Any good advice / strategies? And how long will this awful phase last?(4 Posts)
Well seems as I have recently discovered this site I may as well make use of all you helpful people out there!
I am currently spending what seems to be the majority of my time battling with my soon to be 13 year old. In the last 12 months ( in fact probably since starting high school) she has altered beyond belief.
She is still a good kid at heart, is doing really, really well at school and is one of the brightest in her year, the teachers are all pleased with her - BUT at home she is a nightmare. She has gone from a cheerful happy girl to a totally stroppy ungrateful madam!!
I know its hormones and all that,and I do try to pick my battles - but I literally get one word answers all the time, when she does talk she mumbles under her breath so we have no clue what she is saying. She argues about EVERYTHING, then makes out like she never said what she actually said, rolls her eyes constantly, never apologizes without being prompted to do so, huffs and strops about, and never remembers anything she is asked to do or only does half job and so on. I spend most of my time battling with her about how she speaks to people -mainly us and her siblings (if we have company she just sits in the corner being quiet to the point of almost rudeness) or telling her to put her phone down when I am talking to her. She never seems to do anything off her own back without being told it needs doing ( pe kit into wash and so on) Its driving me bonkers and I feel my time is taken up trying to sort dd out so much that her younger siblings are not getting an equal share of my attention. She can be lovely when she puts her mind to it ( or she wants some money to go out with friends etc!! ) but it only lasts a day if we are lucky!

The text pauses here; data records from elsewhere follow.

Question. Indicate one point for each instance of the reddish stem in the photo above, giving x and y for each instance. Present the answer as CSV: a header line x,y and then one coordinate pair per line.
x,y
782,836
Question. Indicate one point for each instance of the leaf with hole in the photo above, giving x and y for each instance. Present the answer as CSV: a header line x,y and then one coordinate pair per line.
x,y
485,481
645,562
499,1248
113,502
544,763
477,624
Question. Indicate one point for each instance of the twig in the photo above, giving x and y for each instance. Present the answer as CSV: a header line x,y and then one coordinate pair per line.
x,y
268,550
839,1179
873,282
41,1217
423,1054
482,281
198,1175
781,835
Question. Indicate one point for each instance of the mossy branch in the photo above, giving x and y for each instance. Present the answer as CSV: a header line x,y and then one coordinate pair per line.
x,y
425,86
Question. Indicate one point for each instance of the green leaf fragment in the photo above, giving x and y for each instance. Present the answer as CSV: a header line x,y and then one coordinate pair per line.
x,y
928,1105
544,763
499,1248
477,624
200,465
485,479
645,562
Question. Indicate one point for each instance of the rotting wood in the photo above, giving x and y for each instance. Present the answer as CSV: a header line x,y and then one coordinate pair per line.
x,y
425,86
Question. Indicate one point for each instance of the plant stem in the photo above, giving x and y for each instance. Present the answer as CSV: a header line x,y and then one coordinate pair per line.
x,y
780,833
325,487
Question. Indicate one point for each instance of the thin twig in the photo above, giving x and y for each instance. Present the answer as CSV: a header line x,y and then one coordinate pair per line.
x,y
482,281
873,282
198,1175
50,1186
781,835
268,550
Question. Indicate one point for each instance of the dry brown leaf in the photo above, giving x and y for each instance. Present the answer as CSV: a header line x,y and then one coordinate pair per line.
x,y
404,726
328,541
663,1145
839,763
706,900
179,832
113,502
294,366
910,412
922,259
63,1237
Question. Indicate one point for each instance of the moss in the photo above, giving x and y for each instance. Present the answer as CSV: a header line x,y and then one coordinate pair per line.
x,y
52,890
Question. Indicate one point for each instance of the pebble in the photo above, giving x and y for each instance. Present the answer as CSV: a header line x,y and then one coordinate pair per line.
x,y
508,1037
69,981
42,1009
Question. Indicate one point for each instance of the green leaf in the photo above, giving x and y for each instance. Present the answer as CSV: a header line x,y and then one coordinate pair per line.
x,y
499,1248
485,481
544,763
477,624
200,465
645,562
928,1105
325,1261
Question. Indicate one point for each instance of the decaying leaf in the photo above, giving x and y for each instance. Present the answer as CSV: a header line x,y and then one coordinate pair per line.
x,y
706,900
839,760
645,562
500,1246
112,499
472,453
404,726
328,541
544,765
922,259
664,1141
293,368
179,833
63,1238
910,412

So far her school work hasn't slipped and I don't want to rock the boat any further, we have rules about her phone and screen time and so on and for the most part she abides by them. She has a couple of out of school interests as well so on the whole I think we are doing ok and I know she could be so much worse and that we are probably lucky!- its just grinding me down tbh!
I think I am more concerned about how long this is going to last - the thought of the next 5 or 6 years of this and it getting worse is depressing!!
Does anyone have any good ideas I can use to try and diffuse things, and in terms of girls being teenagers does this stroppy ungrateful stage last ?
Thanks in advance!!!
Haha! no helpful advice here but my dd has just 'turned' like this aged 15. The vague one word answers are driving me mad. She's stroppy and bad tempered if asked to do anything at all, messy, selfish, rude. She has her first fairly 'serious' boyfriend which may have something to do with it? And she used to be so lovely......
No advice, I have boys , but my deepest sympathy over the mumbling.
Sounds quite early for huffing and puffing and eye-rolling etc so hopefully she'll be one of those teens who are early to come out of the other side. Try to be proud of your advanced DD
Could you compromise on her being in attendance when you have company? Perhaps not - just something you could possibly think about. Perhaps she could show her face when the company is leaving and speak briefly?
Re only doing half a job etc - that sounds very familiar. She is old enough now to learn the natural consequences of this sort of behaviour now. So instead of being cross with her for forgetting half her gym kit or whatever, let her experience the result - detention/inconvenience to herself/whatever.
Don't get drawn into arguments. Walk away. Say 'We've been through this - I'm not going to argue.' Brisk and calm vague agreement with her when she grumps. Allow her to make her own choices as far as you can stand to.
It's such a shock to the system having a teenager for the first time. I sympathise. Get her a good multi-vit and mineral supplement for women of child-bearing age - it won't hurt.